We've got to find some way to deal with them (immigrants)," Republican Senator Arlen Specter, the committee's chairman, told ABC television's "This Week" program on Sunday, March 26.
"If they're prepared to work to become American citizens in the long line traditionally of immigrants who have helped make this country, we can have both a nation of laws and a welcoming nation of workers who do some very, very important jobs for our economy."
A bill, passed by the House of Representatives last year, would make it a felony to be in the United States without proper papers, and a federal crime to aid illegal immigrants.
It also allows the construction of a 700-mile (1,126-kilometer) wall along much of the US-Mexico border.
US President George W. Bush, who had made immigration one of his priorities before the 9/11 attacks, has called for "a legal way to match willing foreign workers with willing American employers."
He plans to regularize the status of illegal workers who "fill jobs that Americans will not do."
Since the 9/11 attacks calls for tougher border security have dominated debate over the knotty problem of controlling immigration.

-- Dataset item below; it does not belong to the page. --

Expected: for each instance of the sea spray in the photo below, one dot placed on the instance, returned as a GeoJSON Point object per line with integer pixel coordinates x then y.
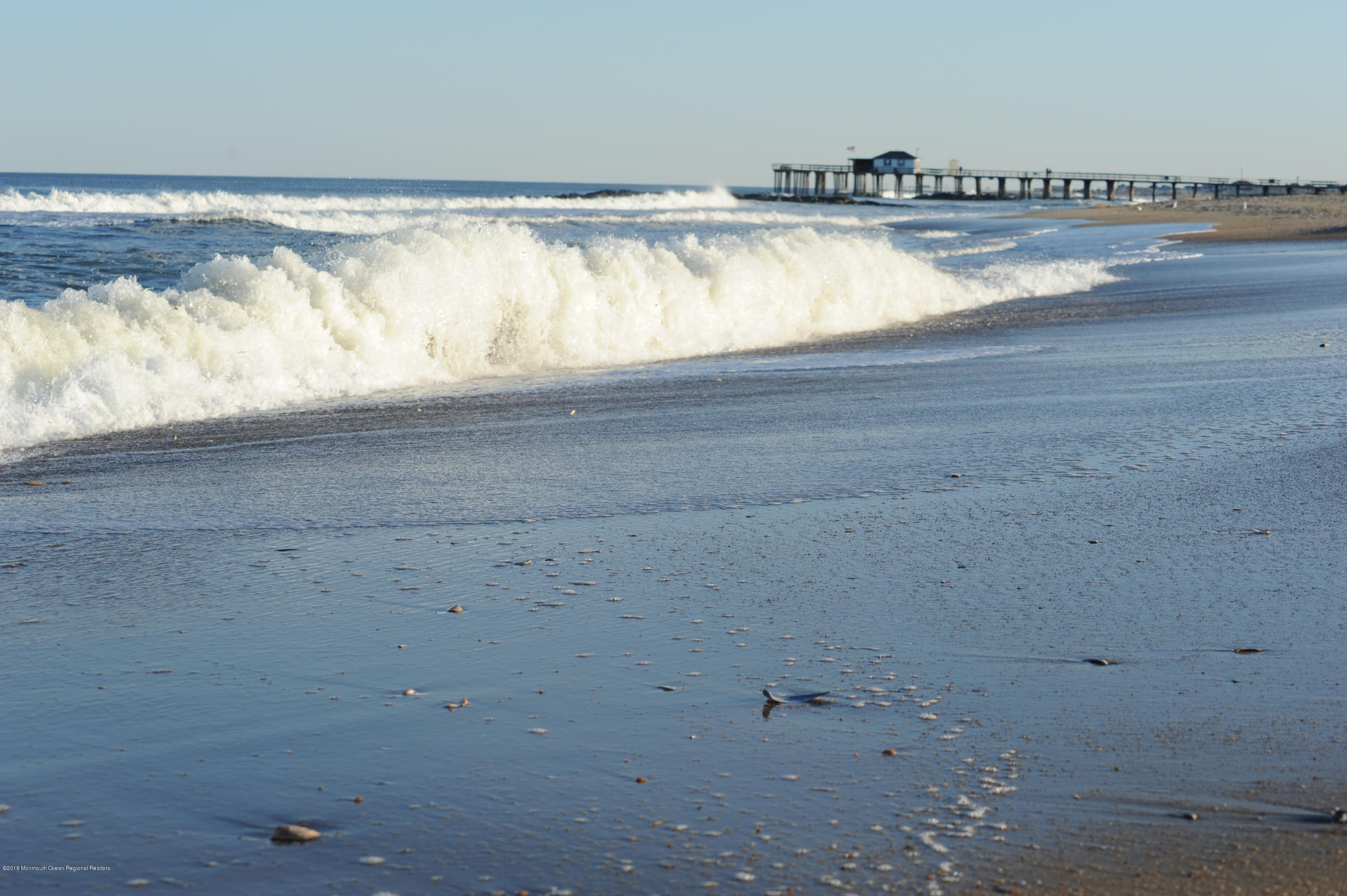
{"type": "Point", "coordinates": [458, 301]}
{"type": "Point", "coordinates": [177, 202]}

Whether or not the committee produces a bill, Majority Leader Bill Frist plans to open two weeks of Senate debate on the issue Tuesday, March 28. On Sunday, Republican lawmakers grappled over the legal fate of undocumented immigrants in the country, many of whom crossed the southern US border with Mexico.
They also remain divided over how to tackle immigration reform.
Lawmakers have been divided on whether illegal immigrants should be required to return to their home country before they become eligible for US citizenship.
Frist has offered a measure that would punish employers who hire illegal immigrants and provide more visas.
It sidesteps the issue of whether to let illegal immigrants already stay in the United States.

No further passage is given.